Metaphysics is game of chasing shadows unless we explicitly foreground our speculative stance in relation to material-energetic realities (aka, the wilderness of being).

Michael- said...

FYI: Adam Robbert has a great response to this post: here

khadimir said...

Michael,

No, you do not have an idiosyncratic use of the terms. You have a very common one, and it leads to much misunderstanding and limiting of intellectual options. Note that Kant makes much of the distinction I give, although how he uses “transcendental” in the dialectic is peculiar to him.

I would also “shy away” from arguments that insist that the cosmos must be a particular way, except for the various axioms used to get a metaphysics of the ground. One should keep in mind that axioms are not chosen on the basis of proof, but through abductive criteria (or their equivalent). Hence, I wrote an a blog post awhile back arguing for “naturalism” implying “causal closure.”

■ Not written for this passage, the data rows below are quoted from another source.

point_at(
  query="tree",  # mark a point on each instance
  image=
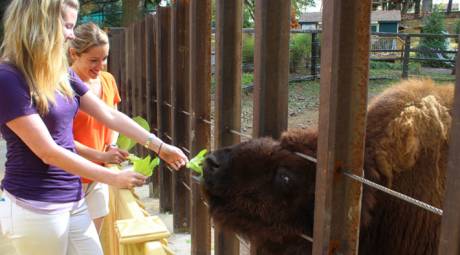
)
(298, 6)
(427, 6)
(449, 7)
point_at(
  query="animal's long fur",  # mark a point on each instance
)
(263, 190)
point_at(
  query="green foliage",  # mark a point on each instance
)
(457, 27)
(247, 78)
(299, 48)
(196, 163)
(248, 49)
(433, 24)
(144, 166)
(414, 68)
(126, 143)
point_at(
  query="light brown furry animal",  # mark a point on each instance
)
(261, 189)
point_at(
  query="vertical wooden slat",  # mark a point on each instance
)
(180, 97)
(200, 80)
(163, 41)
(343, 99)
(271, 62)
(228, 95)
(449, 243)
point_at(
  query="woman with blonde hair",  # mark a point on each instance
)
(42, 209)
(88, 53)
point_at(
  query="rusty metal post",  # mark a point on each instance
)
(116, 59)
(229, 16)
(129, 67)
(406, 56)
(134, 71)
(200, 87)
(181, 101)
(271, 63)
(342, 119)
(154, 188)
(163, 41)
(449, 243)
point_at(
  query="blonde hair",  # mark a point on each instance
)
(34, 44)
(87, 36)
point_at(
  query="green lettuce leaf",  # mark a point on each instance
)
(126, 143)
(144, 166)
(196, 163)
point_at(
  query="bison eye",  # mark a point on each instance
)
(284, 179)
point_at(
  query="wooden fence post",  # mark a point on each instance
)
(163, 41)
(200, 87)
(180, 81)
(228, 95)
(314, 53)
(271, 62)
(406, 57)
(450, 227)
(342, 118)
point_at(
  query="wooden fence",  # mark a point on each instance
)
(398, 47)
(162, 65)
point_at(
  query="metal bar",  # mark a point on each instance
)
(271, 61)
(229, 19)
(374, 185)
(450, 227)
(374, 50)
(434, 51)
(342, 117)
(239, 133)
(433, 59)
(180, 100)
(163, 41)
(200, 87)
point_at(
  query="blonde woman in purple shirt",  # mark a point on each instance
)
(42, 209)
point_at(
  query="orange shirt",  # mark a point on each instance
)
(89, 131)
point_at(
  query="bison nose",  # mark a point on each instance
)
(212, 164)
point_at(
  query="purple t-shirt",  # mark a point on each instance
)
(27, 176)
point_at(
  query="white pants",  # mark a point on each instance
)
(97, 199)
(68, 233)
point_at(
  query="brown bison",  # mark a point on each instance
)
(264, 191)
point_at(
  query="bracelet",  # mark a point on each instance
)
(159, 148)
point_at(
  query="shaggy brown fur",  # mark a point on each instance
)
(261, 189)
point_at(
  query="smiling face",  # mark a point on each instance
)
(88, 64)
(260, 188)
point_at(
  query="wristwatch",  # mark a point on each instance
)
(149, 140)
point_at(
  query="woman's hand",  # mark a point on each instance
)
(114, 155)
(129, 179)
(173, 156)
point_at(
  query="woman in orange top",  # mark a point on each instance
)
(88, 55)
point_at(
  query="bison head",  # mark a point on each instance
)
(261, 188)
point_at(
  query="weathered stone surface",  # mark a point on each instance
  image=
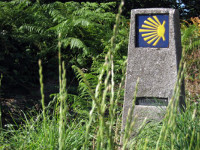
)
(157, 68)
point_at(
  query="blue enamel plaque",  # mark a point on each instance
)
(152, 31)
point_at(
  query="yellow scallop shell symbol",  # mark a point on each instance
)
(153, 30)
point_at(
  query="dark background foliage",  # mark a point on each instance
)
(29, 32)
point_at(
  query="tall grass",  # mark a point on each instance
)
(54, 129)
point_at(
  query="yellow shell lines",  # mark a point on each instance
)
(154, 30)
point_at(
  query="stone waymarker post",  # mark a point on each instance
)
(153, 55)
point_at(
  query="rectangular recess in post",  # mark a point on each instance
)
(151, 101)
(152, 30)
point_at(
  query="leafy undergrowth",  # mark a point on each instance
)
(55, 128)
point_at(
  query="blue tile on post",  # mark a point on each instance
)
(152, 31)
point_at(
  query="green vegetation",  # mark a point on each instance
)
(79, 39)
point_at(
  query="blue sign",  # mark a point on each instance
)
(152, 31)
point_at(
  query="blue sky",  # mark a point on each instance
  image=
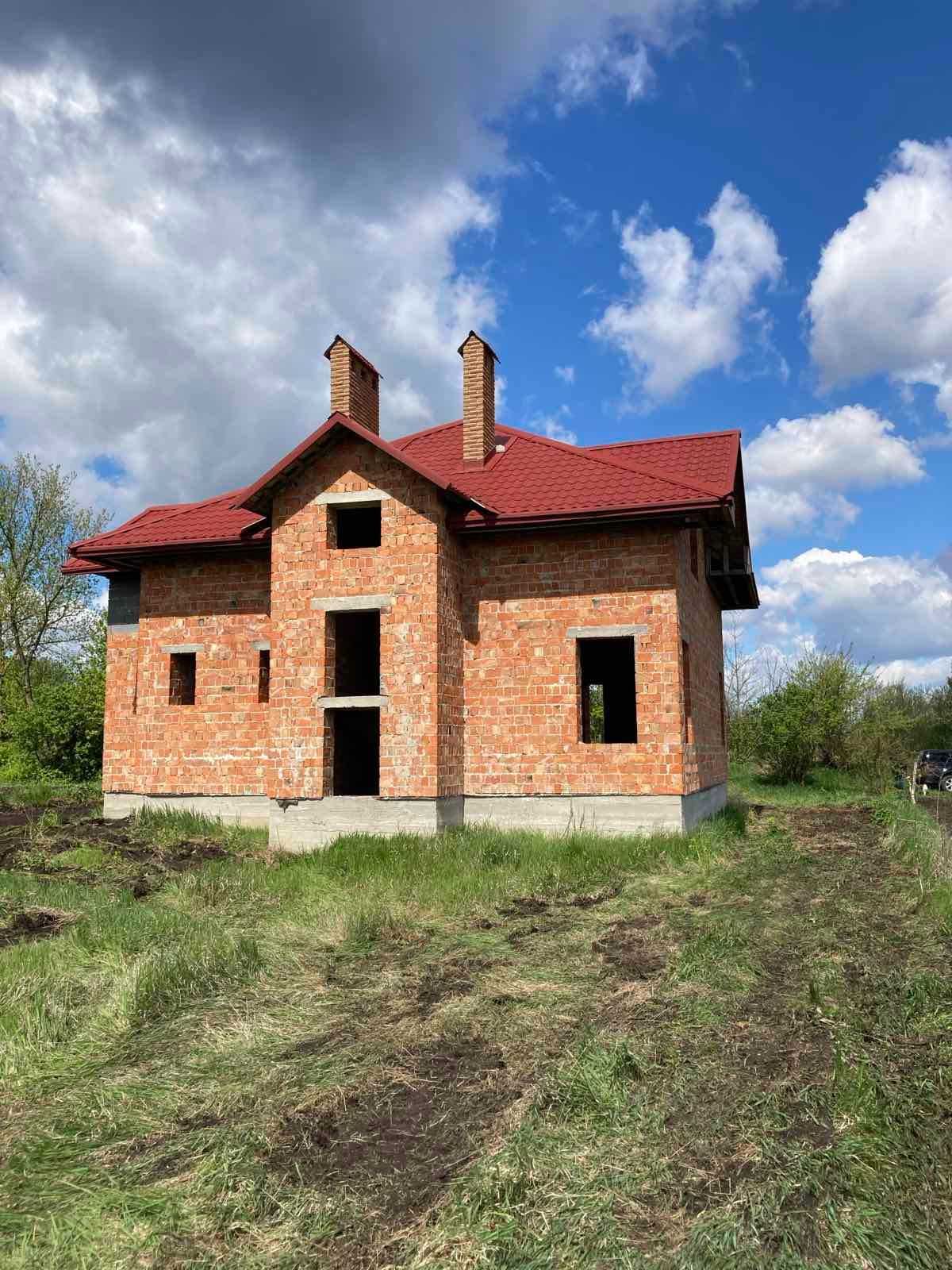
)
(666, 215)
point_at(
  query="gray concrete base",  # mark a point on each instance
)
(305, 825)
(605, 813)
(310, 823)
(251, 810)
(704, 804)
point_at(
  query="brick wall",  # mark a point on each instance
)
(524, 724)
(220, 745)
(480, 672)
(405, 565)
(700, 618)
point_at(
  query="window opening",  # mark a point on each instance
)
(608, 698)
(355, 639)
(182, 679)
(355, 526)
(685, 679)
(353, 737)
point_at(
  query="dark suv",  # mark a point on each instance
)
(935, 768)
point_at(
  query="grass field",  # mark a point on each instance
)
(484, 1051)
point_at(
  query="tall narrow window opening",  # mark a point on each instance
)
(607, 683)
(353, 737)
(685, 677)
(182, 679)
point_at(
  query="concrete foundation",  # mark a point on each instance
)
(304, 825)
(308, 823)
(251, 810)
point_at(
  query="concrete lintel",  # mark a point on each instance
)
(355, 498)
(606, 632)
(367, 702)
(349, 603)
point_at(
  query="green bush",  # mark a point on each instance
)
(787, 733)
(61, 728)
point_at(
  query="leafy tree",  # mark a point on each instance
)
(44, 615)
(787, 732)
(61, 728)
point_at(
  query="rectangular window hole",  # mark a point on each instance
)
(689, 708)
(607, 679)
(355, 741)
(355, 645)
(182, 679)
(355, 526)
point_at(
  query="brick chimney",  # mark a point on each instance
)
(355, 384)
(479, 399)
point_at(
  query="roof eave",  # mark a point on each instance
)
(536, 520)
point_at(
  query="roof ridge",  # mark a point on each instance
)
(679, 436)
(583, 451)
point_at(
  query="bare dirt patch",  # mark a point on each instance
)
(33, 924)
(29, 845)
(400, 1143)
(450, 978)
(524, 906)
(628, 952)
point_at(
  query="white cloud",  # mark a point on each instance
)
(554, 425)
(890, 609)
(687, 314)
(799, 470)
(881, 302)
(181, 237)
(588, 69)
(169, 306)
(924, 672)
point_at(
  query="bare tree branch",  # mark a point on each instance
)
(42, 613)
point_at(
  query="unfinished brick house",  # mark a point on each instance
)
(469, 624)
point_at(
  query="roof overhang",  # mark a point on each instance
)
(258, 497)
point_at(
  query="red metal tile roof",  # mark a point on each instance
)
(537, 478)
(533, 479)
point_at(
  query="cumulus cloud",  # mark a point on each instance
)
(181, 235)
(169, 308)
(555, 425)
(881, 302)
(687, 314)
(799, 470)
(890, 609)
(918, 672)
(588, 69)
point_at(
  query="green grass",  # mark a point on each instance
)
(486, 1051)
(823, 787)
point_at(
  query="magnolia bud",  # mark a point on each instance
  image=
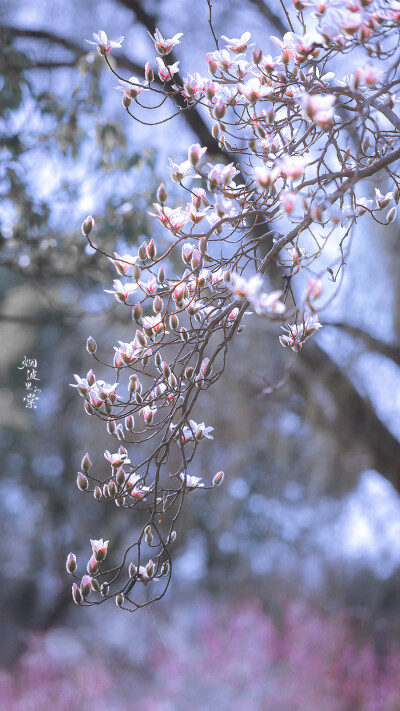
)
(162, 193)
(87, 225)
(141, 339)
(126, 101)
(81, 481)
(120, 477)
(91, 345)
(136, 312)
(152, 250)
(157, 304)
(219, 109)
(76, 594)
(142, 252)
(119, 600)
(111, 426)
(132, 570)
(129, 423)
(150, 568)
(86, 585)
(173, 322)
(256, 55)
(218, 479)
(148, 72)
(97, 493)
(86, 463)
(71, 563)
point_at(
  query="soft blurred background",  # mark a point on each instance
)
(286, 590)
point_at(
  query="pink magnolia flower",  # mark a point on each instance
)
(238, 45)
(166, 72)
(116, 460)
(196, 431)
(135, 489)
(103, 43)
(132, 87)
(86, 585)
(254, 90)
(162, 45)
(181, 170)
(99, 548)
(288, 201)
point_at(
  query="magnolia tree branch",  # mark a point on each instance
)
(284, 124)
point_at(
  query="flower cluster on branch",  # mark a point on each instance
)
(297, 144)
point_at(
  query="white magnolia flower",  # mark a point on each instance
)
(102, 41)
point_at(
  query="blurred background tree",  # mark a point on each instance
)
(289, 516)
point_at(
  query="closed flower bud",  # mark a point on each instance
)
(157, 304)
(142, 252)
(161, 193)
(141, 339)
(93, 565)
(173, 322)
(126, 101)
(215, 130)
(256, 55)
(91, 345)
(136, 312)
(86, 463)
(152, 249)
(81, 481)
(111, 426)
(76, 594)
(86, 585)
(150, 568)
(120, 477)
(87, 225)
(218, 479)
(71, 563)
(97, 493)
(132, 570)
(88, 408)
(129, 423)
(148, 72)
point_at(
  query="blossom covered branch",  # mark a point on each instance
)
(300, 143)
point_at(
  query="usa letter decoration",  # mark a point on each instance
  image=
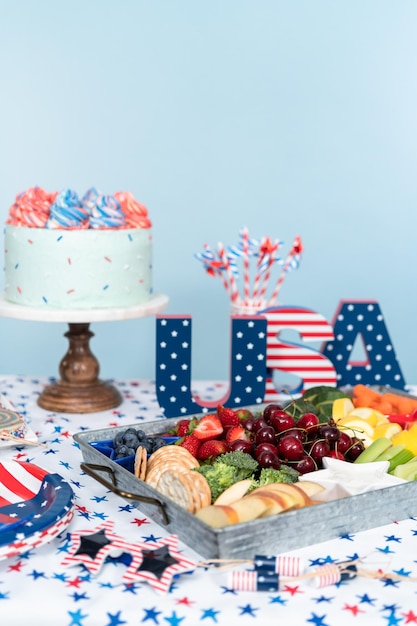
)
(363, 320)
(309, 366)
(173, 365)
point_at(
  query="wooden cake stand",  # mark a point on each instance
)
(79, 390)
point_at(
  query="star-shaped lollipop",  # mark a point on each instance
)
(157, 563)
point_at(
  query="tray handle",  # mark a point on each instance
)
(91, 468)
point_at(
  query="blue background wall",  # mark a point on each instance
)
(285, 117)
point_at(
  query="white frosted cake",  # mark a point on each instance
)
(66, 253)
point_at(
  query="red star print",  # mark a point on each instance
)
(292, 590)
(185, 601)
(140, 522)
(75, 582)
(410, 617)
(355, 609)
(19, 455)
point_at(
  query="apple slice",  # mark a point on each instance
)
(249, 508)
(297, 495)
(275, 502)
(310, 487)
(217, 516)
(234, 492)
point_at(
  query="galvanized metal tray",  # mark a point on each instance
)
(273, 535)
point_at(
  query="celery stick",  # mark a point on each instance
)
(374, 450)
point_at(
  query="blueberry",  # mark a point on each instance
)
(129, 431)
(121, 450)
(147, 445)
(131, 441)
(118, 439)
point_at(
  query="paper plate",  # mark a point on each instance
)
(35, 507)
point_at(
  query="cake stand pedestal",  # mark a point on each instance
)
(79, 389)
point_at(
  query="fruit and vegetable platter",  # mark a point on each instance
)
(221, 472)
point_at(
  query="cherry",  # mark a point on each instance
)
(330, 433)
(259, 422)
(290, 448)
(248, 423)
(310, 422)
(265, 447)
(270, 409)
(268, 459)
(266, 434)
(305, 464)
(298, 433)
(241, 444)
(280, 420)
(355, 449)
(335, 454)
(319, 449)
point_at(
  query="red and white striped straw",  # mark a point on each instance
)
(268, 273)
(296, 249)
(246, 275)
(233, 290)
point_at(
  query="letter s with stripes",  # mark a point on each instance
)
(311, 366)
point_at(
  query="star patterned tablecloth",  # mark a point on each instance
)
(36, 588)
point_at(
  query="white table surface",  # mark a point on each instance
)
(36, 589)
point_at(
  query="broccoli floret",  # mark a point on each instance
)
(269, 475)
(244, 464)
(226, 470)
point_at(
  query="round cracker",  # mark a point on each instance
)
(178, 488)
(154, 473)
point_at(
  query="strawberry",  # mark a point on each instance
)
(182, 427)
(208, 427)
(190, 443)
(212, 448)
(237, 432)
(227, 416)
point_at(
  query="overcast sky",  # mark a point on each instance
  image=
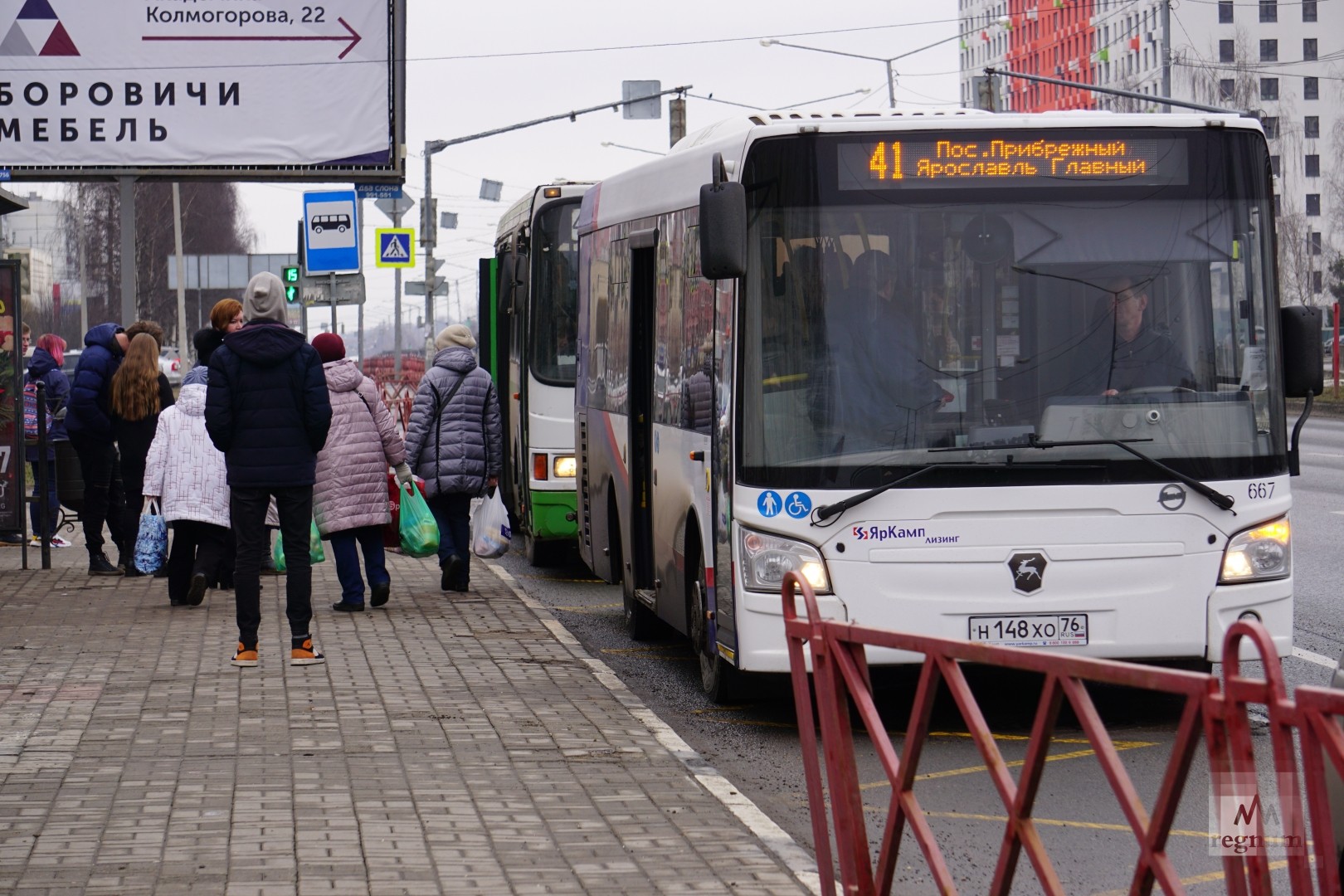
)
(479, 66)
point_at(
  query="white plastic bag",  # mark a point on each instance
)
(489, 527)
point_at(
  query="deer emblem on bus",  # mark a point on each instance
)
(1027, 571)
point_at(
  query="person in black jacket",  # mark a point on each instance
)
(268, 410)
(89, 425)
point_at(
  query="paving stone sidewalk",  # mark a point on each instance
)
(450, 744)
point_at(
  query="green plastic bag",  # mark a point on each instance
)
(416, 524)
(314, 548)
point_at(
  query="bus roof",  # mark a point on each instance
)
(675, 180)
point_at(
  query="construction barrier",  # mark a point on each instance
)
(1214, 709)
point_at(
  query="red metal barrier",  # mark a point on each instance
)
(1213, 709)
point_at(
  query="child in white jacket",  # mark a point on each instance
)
(186, 472)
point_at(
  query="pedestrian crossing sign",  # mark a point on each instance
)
(396, 246)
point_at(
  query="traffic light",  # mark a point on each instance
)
(290, 277)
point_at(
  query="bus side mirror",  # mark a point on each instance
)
(1300, 328)
(723, 226)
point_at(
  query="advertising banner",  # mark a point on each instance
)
(141, 84)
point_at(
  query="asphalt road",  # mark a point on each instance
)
(756, 744)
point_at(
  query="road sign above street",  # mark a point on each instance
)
(396, 246)
(331, 231)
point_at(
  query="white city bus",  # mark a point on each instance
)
(899, 353)
(528, 301)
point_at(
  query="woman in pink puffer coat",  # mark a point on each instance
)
(350, 496)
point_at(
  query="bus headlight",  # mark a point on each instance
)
(1254, 555)
(767, 558)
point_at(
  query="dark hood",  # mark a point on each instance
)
(41, 364)
(104, 336)
(265, 343)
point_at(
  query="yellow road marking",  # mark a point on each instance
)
(1015, 763)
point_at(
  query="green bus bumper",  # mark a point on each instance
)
(548, 514)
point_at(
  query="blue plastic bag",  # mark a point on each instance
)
(151, 539)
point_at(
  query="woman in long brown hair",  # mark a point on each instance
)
(139, 392)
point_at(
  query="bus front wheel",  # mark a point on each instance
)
(718, 679)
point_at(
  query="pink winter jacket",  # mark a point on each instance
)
(351, 488)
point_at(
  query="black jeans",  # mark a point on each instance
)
(197, 547)
(104, 496)
(247, 514)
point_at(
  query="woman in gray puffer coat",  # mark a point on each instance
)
(455, 444)
(350, 494)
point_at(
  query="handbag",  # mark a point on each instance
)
(416, 525)
(151, 539)
(314, 548)
(491, 533)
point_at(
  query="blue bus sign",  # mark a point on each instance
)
(331, 231)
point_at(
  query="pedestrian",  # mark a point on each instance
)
(268, 410)
(227, 316)
(350, 499)
(89, 426)
(139, 392)
(186, 473)
(455, 444)
(45, 368)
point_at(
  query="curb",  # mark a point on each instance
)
(778, 841)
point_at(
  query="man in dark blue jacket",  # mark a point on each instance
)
(89, 425)
(268, 410)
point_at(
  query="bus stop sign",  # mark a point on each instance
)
(331, 231)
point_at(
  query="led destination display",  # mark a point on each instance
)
(1010, 162)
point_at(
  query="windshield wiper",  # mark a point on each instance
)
(1215, 497)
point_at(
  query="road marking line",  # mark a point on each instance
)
(1015, 763)
(1313, 657)
(776, 839)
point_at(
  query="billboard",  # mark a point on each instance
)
(238, 89)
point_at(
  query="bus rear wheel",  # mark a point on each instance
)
(718, 679)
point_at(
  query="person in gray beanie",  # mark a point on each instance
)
(455, 444)
(268, 410)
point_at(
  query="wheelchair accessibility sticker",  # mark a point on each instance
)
(797, 505)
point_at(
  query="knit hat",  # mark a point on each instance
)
(206, 342)
(455, 334)
(329, 347)
(265, 299)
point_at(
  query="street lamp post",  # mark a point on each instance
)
(427, 241)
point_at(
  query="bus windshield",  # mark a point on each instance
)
(555, 295)
(908, 304)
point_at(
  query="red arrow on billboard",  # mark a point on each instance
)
(353, 37)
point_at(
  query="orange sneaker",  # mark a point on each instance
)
(245, 655)
(305, 655)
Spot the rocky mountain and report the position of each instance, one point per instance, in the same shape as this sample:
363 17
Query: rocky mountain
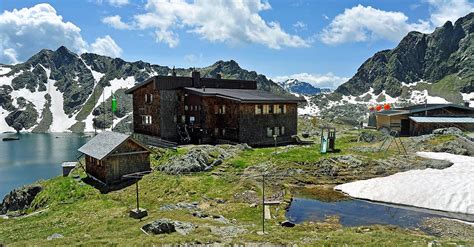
60 91
432 68
443 60
295 86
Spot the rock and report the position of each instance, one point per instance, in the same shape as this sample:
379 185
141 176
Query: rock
438 164
160 226
55 236
448 131
287 223
367 136
201 158
19 199
452 147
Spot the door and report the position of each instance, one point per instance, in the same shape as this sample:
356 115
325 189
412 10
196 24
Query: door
405 128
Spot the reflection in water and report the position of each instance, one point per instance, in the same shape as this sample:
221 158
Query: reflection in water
34 157
358 212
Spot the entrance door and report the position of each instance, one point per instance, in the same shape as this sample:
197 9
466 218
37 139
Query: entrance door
405 128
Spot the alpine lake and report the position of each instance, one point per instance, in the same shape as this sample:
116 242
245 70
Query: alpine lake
35 157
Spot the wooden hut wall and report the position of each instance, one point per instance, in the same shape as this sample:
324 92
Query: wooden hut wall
142 108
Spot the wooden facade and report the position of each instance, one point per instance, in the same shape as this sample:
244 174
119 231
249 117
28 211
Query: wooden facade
210 118
110 164
399 119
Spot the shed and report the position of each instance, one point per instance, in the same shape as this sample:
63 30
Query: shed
110 155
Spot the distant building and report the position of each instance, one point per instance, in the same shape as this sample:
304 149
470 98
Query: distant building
110 155
212 110
424 118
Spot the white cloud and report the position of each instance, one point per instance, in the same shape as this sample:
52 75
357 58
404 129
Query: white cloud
26 31
116 22
231 22
362 23
328 80
118 3
448 10
106 46
299 26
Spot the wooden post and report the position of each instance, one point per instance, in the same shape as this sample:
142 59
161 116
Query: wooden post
263 203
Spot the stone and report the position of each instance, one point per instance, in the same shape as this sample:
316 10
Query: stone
287 223
448 131
20 199
55 236
160 226
138 213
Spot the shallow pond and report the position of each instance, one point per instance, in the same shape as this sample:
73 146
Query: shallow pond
353 212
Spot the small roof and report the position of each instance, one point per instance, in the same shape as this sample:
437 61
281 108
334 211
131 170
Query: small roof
460 120
105 143
422 108
244 95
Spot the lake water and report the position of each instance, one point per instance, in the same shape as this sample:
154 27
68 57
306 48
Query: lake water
35 157
354 212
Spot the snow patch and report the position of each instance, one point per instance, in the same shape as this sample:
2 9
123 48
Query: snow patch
450 189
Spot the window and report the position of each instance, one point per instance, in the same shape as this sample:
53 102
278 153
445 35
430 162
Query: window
280 109
146 119
258 109
148 98
221 109
269 132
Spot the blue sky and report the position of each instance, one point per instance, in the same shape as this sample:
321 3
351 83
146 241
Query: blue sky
321 41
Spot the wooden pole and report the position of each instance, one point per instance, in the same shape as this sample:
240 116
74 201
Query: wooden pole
138 205
263 203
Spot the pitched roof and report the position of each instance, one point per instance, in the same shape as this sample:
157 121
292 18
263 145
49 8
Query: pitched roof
460 120
421 108
244 95
104 143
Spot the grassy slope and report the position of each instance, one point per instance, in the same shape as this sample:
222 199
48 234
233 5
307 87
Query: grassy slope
84 216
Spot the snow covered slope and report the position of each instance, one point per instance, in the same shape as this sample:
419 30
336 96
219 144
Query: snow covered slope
450 189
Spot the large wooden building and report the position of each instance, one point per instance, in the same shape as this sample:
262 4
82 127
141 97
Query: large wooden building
212 110
424 118
110 155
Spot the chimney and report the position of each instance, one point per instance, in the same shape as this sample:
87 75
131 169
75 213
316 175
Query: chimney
196 78
173 72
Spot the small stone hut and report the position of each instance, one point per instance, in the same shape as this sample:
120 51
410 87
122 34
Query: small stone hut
110 155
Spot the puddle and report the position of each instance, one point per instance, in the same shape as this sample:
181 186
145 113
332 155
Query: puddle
354 212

I agree with your concerns about what is an object. What I’ve seen of an answer to the concerns is “withdrawal,” but withdrawal is as yet a problematic answer. I think they’ll eventually work it out and that the OOO peeps will duel about who gets to claim the winning solution. I’ll sell popcorn.

khadimir said...

Btw, let me say something about “immanent transcendence,” since it is the name of my blog. I have in mind an immanent transcendental movement. What comes to be comes from immanence (nature), yet becoming is a continuous process of transcending the prior event. Transcendence is creativity; what is now is something more or different than what is past, but that past is carried into the present in a new form. Thought in terms of linear temporality, each present transcends the last. But since each present carries its past towards its future, the past and future are transcendental conditions for the present. (I’ll talk about future elsewhere.)

I use these terms rather than others, because I am interested in phenomenology, which is a movement of revealing and concealing in some senses, but also of emanation in others. Hence, you could read a moment of Hegel, of Heidegger, and even Plotinus if you wish in my words, but I am ultimately aimed at naturalistic metaphysics understood as an abductive enterprise in the American tradition that backgrounds a realist phenomenology. I say this because I’m sure I could find other vocabularies to articulate these concepts, but they lack the phenomenological and hermeneutic connotations needed.